The Ninth Circuit’s remand to the district court to determine the impact of federal common law implies that a separate federal common law mediation privilege exists beyond Federal Rule 408 and that it differs from California law. However, the Ninth Circuit has had several opportunities to define the scope of such a federal mediation privilege and has so far declined to do so. See Wilcox v. Arpaio, 753 F.3d 872, 877; Babasa v. LensCrafters, Inc., 498 F.3d 972, 975 n. 1 (9th Cir. 2007). At least one district court has recognized a federal “mediation privilege.” Folb v. Motion Picture Indus. Pension & Health Plans, 16 F. Supp. 2d 1164, 1179–80 (C.D. Cal. 1998), aff’d, 216 F.3d 1082 (9th Cir. 2000) (“Accordingly, this Court finds it is appropriate, in light of reason and experience, to adopt a federal mediation privilege applicable to all communications made in conjunction with a formal mediation.”) Another has declined to do so. Molina v. Lexmark Int’l, Inc., 2008 WL 4447678, at *9 (C.D. Cal. Sept. 30, 2008) (“No Circuit court has ever adopted or applied such a [mediation] privilege; indeed, both the Ninth and the Fourth Circuits have expressly declined to consider whether such a privilege exists.”) It remains to be seen whether, after further proceedings on remand, In re TFT–LCD will end up back in the Ninth Circuit for consideration of adoption of a federal mediation privilege, similar to California’s.

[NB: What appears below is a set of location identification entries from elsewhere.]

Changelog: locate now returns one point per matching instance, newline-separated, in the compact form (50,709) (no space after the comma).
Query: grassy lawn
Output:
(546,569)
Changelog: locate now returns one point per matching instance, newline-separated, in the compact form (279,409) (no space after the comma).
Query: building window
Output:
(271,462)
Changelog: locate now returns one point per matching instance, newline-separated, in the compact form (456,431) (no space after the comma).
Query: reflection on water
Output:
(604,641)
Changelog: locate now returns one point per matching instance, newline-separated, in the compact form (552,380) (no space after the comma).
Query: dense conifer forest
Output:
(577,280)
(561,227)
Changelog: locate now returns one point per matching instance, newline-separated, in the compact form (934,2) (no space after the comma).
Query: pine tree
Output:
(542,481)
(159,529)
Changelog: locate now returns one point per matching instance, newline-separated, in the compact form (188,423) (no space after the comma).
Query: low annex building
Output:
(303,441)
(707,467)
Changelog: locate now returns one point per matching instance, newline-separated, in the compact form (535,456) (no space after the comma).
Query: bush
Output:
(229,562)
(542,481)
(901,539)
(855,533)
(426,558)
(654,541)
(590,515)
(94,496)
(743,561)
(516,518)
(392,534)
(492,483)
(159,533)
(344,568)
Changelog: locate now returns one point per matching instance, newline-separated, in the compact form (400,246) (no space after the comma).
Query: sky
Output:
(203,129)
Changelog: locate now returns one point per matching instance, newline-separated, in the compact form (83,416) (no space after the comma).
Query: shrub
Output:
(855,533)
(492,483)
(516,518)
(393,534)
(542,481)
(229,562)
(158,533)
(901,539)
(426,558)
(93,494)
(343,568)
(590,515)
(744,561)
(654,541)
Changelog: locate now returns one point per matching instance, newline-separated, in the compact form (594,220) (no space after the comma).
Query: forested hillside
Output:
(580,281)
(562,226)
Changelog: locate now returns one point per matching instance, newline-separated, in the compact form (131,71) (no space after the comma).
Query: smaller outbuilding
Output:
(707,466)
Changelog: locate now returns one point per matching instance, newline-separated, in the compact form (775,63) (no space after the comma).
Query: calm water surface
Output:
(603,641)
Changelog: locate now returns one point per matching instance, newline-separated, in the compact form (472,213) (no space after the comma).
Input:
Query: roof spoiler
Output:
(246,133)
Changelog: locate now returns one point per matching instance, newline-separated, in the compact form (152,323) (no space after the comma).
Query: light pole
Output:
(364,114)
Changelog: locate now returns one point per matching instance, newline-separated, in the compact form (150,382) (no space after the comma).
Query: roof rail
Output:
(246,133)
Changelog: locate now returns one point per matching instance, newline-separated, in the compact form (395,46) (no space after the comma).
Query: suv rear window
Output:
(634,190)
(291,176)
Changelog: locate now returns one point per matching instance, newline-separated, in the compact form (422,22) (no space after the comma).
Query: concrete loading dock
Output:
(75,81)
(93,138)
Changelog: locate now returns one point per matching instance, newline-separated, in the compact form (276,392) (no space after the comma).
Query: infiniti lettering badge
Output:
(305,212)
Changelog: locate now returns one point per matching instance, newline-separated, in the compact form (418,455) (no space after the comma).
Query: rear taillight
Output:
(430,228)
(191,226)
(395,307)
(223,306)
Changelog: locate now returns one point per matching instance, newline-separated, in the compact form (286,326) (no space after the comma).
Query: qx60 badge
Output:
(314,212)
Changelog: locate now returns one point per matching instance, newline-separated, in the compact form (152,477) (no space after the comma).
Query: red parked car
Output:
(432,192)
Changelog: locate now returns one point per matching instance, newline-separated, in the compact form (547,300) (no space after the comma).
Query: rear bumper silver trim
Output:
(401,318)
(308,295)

1. There is an exception to mediation confidentiality to allow for the introduction of a written settlement agreement into evidence that requires, in part, that the agreement provide, “it is enforceable or binding or words to that effect.” Cal. Evid. Code § 1123(b).
2. The Honorable Barbara M. G. Lynn, United States Chief District Judge for the Northern District of Texas, sitting by designation, dissented, stating the analysis should focus on the claims pending when the admission of evidence is sought. As the federal claims had been settled at the time of Sony’s motion, the dissent reasoned the evidence could not have related to any federal claim and state law should have applied.